MySQL Bugs: #14052: No UTF-16 charset encoding available (surrogate pairs)

Bug #14052	No UTF-16 charset encoding available (surrogate pairs)
Submitted:	15 Oct 2005 22:50	Modified:	1 Dec 2008 13:27
Reporter:	Brion Vibber	Email Updates:
Status:	Closed	Impact on me:	None
Category:	MySQL Server	Severity:	S4 (Feature request)
Version:	5.0.13	OS:	Linux (Linux)
Assigned to:		CPU Architecture:	Any

Description:
At Wikipedia we have some data which contains high Unicode characters beyond the Basic Multilingual Plane (>65536).

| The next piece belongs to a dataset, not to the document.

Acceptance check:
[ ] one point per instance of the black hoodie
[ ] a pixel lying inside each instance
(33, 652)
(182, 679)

In UTF-8 encoding these take up 4 bytes; in UTF-16 they would be stored as a "surrogate pair" of two 16-bit pseudocharacters.

Currently MySQL's Unicode charset support doesn't seem to allow storing these characters in text-encoded fields when using UTF-8 to communicate to the server:
* ucs2  stores four question marks "????" in place of the char
* utf8 truncates the string at the point the char appears

Some quick testing indicates that I can store surrogate pseudocharacters if I explicitly code for them in pseudo-UTF-8, but this complicates communicating with the server.

How to repeat:
Tested with PHP 5.1.0RC1:
<?php
mysql_connect("localhost", "unitest");
mysql_select_db("unitest");
mysql_query("SET NAMES utf8");
mysql_query("CREATE TABLE demo(
    wide VARCHAR(50) CHARACTER SET ucs2,
    utf VARCHAR(50) CHARACTER SET utf8,
    raw VARBINARY(50)
)");
$char = "\xf0\xa8\xa7\x80";
mysql_query("INSERT INTO demo(wide,utf,raw) VALUES ('$char','$char','$char')");
$result = mysql_query("SELECT * FROM demo");
$row = mysql_fetch_array($result, MYSQL_ASSOC);
foreach($row as $field => $val) {
    $match = ($val == $char) ? "OK" : "FAILED";
    print "$field: $match ($val)\n";
}
?>

Outputs:
wide: FAILED (????)
utf: FAILED ()
raw: OK (

Suggested fix:
A sufficient compromise for our purposes would be for the ucs2 charset to be enhanced (or a second utf16 charset made available) to do encoding and decoding of UTF-16 surrogate pairs when communicating with the server in UTF-8.

So if we send the UTF-8 string: "\xf0\xa8\xa7\x80"
It should interpret it as the UTF-16 string: "\ud862\uddc0"
And on select we should get back UTF-8: "\xf0\xa8\xa7\x80"

Continuing to use UCS-2 collation semantics would be good enough for what we need; this would allow us to use collatable Unicode text fields for page titles and usernames without rare but existing data getting corrupted.

See also Bug 25666.

This is part of MySQL 6.0 alpha.

Support for utf16 was added into mysql-6.0.
Closing the feature request.